U.S.-based rail consultant Fred Millar said the new legislation is simply a means to keep railroads operating as usual, rather than making significant changes such as requiring re-routing of dangerous goods around densely populated areas.
“It’s kind of a flimflam, looking like a stronger regulation, but it’s really designed to help an ultra-hazardous industry keep ’em rolling,” Millar said. “And the public safety is still going to be in danger.”
The Canadian rail network has far fewer lines, and thus options, for rerouting cargo away from urban centres than the U.S. one.
The Railway Association of Canada, an industry group representing railways, said it’s still reviewing the legislation with its members. The association has already pushed to have all dangerous goods, along with crude oil, covered in the shipper-paid compensation fund.
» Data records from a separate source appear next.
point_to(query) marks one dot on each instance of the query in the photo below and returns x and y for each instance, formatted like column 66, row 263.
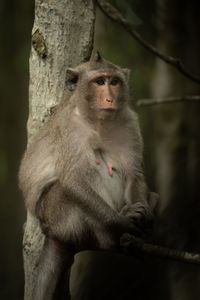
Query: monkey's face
column 100, row 88
column 104, row 93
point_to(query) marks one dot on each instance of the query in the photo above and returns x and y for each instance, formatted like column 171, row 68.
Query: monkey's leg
column 54, row 261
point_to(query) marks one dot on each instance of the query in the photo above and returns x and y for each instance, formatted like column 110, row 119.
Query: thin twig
column 165, row 100
column 115, row 15
column 130, row 243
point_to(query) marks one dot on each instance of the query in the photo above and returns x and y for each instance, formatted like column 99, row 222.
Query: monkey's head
column 99, row 87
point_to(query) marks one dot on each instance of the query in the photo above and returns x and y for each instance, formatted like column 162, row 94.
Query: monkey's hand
column 139, row 213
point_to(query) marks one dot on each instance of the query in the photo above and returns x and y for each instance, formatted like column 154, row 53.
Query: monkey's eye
column 100, row 80
column 114, row 81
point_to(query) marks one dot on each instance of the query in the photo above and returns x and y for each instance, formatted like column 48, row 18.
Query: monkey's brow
column 103, row 74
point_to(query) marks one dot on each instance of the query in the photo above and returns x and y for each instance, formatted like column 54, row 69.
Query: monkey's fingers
column 98, row 161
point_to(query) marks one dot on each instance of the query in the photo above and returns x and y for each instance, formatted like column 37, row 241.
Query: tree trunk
column 62, row 37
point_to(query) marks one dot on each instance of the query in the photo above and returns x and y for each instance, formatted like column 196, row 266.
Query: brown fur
column 79, row 202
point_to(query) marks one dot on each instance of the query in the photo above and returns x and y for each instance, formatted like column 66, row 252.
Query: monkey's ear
column 127, row 73
column 97, row 57
column 71, row 79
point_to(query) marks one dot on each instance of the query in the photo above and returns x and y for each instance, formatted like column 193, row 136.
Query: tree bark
column 62, row 37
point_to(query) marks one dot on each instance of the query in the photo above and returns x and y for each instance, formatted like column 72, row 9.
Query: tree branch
column 165, row 100
column 129, row 243
column 115, row 15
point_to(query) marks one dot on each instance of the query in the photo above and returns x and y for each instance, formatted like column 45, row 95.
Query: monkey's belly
column 110, row 188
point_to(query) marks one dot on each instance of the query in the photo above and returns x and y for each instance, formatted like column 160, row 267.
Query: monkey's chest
column 109, row 182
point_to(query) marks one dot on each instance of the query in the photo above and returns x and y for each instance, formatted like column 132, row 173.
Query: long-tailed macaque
column 82, row 174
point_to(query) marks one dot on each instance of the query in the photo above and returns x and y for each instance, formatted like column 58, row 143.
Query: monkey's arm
column 85, row 197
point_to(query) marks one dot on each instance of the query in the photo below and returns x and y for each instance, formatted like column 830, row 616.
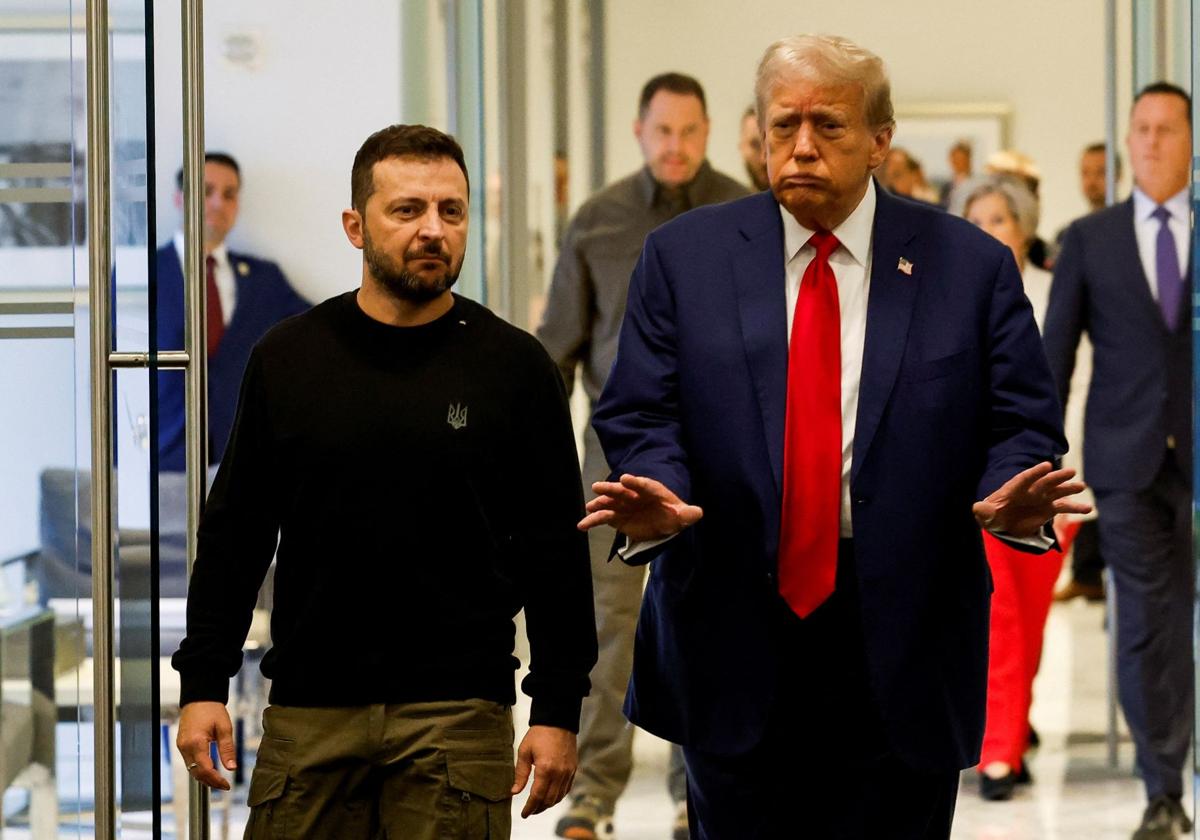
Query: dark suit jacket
column 1141, row 373
column 263, row 298
column 955, row 397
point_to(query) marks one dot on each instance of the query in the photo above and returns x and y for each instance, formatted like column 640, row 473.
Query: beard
column 403, row 283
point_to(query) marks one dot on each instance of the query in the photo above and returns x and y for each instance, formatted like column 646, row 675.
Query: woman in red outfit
column 1024, row 582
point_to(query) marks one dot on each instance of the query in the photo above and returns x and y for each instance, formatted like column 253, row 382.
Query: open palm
column 640, row 508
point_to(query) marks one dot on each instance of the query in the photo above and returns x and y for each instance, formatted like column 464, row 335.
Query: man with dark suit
column 815, row 624
column 246, row 295
column 1125, row 279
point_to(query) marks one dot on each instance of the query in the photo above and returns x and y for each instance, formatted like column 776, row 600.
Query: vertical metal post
column 195, row 321
column 454, row 106
column 597, row 90
column 1110, row 191
column 100, row 271
column 1110, row 102
column 514, row 167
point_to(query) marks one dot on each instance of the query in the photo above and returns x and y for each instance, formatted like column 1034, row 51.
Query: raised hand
column 1030, row 499
column 640, row 508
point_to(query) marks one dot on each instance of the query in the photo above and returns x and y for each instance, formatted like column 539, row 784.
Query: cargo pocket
column 268, row 786
column 479, row 799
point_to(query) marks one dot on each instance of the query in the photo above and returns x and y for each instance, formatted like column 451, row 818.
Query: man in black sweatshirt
column 379, row 443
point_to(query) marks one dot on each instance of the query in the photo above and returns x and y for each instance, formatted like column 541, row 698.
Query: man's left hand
column 550, row 754
column 1029, row 501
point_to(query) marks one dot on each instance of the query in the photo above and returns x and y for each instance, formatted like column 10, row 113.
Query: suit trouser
column 1087, row 562
column 1019, row 609
column 1146, row 538
column 823, row 769
column 412, row 771
column 606, row 738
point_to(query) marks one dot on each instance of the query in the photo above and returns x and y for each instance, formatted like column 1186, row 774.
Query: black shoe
column 997, row 790
column 1163, row 820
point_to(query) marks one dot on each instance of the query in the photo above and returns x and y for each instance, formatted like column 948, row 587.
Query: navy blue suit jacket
column 955, row 397
column 1141, row 372
column 263, row 298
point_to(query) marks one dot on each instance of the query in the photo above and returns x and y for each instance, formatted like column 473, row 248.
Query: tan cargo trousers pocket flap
column 265, row 784
column 486, row 775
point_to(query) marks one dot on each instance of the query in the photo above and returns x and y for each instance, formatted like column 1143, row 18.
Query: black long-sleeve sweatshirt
column 423, row 487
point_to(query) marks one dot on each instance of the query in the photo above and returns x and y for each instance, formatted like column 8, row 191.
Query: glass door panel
column 45, row 562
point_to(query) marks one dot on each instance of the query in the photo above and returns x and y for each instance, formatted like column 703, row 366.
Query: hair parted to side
column 400, row 141
column 221, row 157
column 672, row 83
column 1167, row 89
column 1023, row 204
column 827, row 59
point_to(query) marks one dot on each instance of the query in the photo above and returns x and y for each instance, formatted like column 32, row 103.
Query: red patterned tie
column 810, row 521
column 216, row 318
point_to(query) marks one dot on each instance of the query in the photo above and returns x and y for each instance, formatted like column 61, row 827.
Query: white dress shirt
column 1146, row 228
column 851, row 264
column 222, row 273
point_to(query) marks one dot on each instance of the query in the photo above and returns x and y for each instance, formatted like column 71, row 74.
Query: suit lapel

Under common carrier obligations, railroads are forced to transport dangerous goods whether they want to or not, said spokesperson Alex Paterson.
“We believe all dangerous goods should be included in the shipper-financed fund, to be used in the event of an incident involving dangerous goods,” said Paterson.
Mississauga fire chief Tim Beckett, whose city saw the largest peacetime evacuation in North American history when a rail tank car carrying chlorine sprung a leak decades ago, said the “step forward” is encouraging, but the city would like to ensure coverage for all rail incidents regardless of the product involved or the type of incident.
“Moreover,” Beckett said, “we would like to see greater emphasis on prevention of these incidents from happening in the first place, through increased safety and monitoring measures.”